A couple of days ago, I started talking about the fact that young people are leaving our churches in droves after they get out of high school. It's something that has bothered me for a while. It seems like a clear indication that we are not passing the faith on to the next generation. Some of those who leave do come back, but many do not.
So, what's going wrong?
Well, I think there's a clue found in the reasons that kids give for leaving church. (Again, I'm equating "faith" with "church" because that is so common in Christian circles. It's wrong, but common.) Some of the reasons, like they moved too far away from their church or left home to go to college, don't make sense, because they could easily find another church to attend. But 17% of the kids surveyed were honest: they said they were only going to church to please others. I believe that would be considerably higher, if more of the kids surveyed had been more reflective and honest.
And it's understandable. So much of Christianity is performance-based, and approval is given based on external behaviors. Thus, if a kid shows up every Sunday, signs an abstinence pledge, doesn't drink or party, and has a regular quiet time, he or she is considered a "Good Christian kid." The reality is that you can do all those things and more, and have a heart that's cold toward God.

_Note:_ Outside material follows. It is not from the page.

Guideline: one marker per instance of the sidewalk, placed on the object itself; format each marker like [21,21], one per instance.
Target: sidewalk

And the parents are probably on the same performance hamster wheel. They are taught that good Christians do certain things (serve in church ministries, attend weekly meetings, tithe, read their Bible, etc.). To gain approval from others in the church, church leaders, and ultimately from God, they do all the things they think they should.
When kids graduate from high school, they move, they get full-time jobs, they go off to college. They still have a mindset that they need to perform to get approval. But now they are away from parents and church leaders, so they look for approval from new groups of people: co-workers, roommates, other students. So now they get that approval from those people, instead of from church activities.
The real problem, as I see it, is that we've become largely performance-based as believers. What God wants is not the proper behavior, but actual life-change. Life transformation will result in behavior change, but transformation is a lot more difficult, messier, and harder to quantify.
So how do we go from a church culture that is bent on producing right behavior, to one that is committed to seeing people changed from the inside out? I've got some thoughts on that, but it's getting late, so that will have to wait until another time.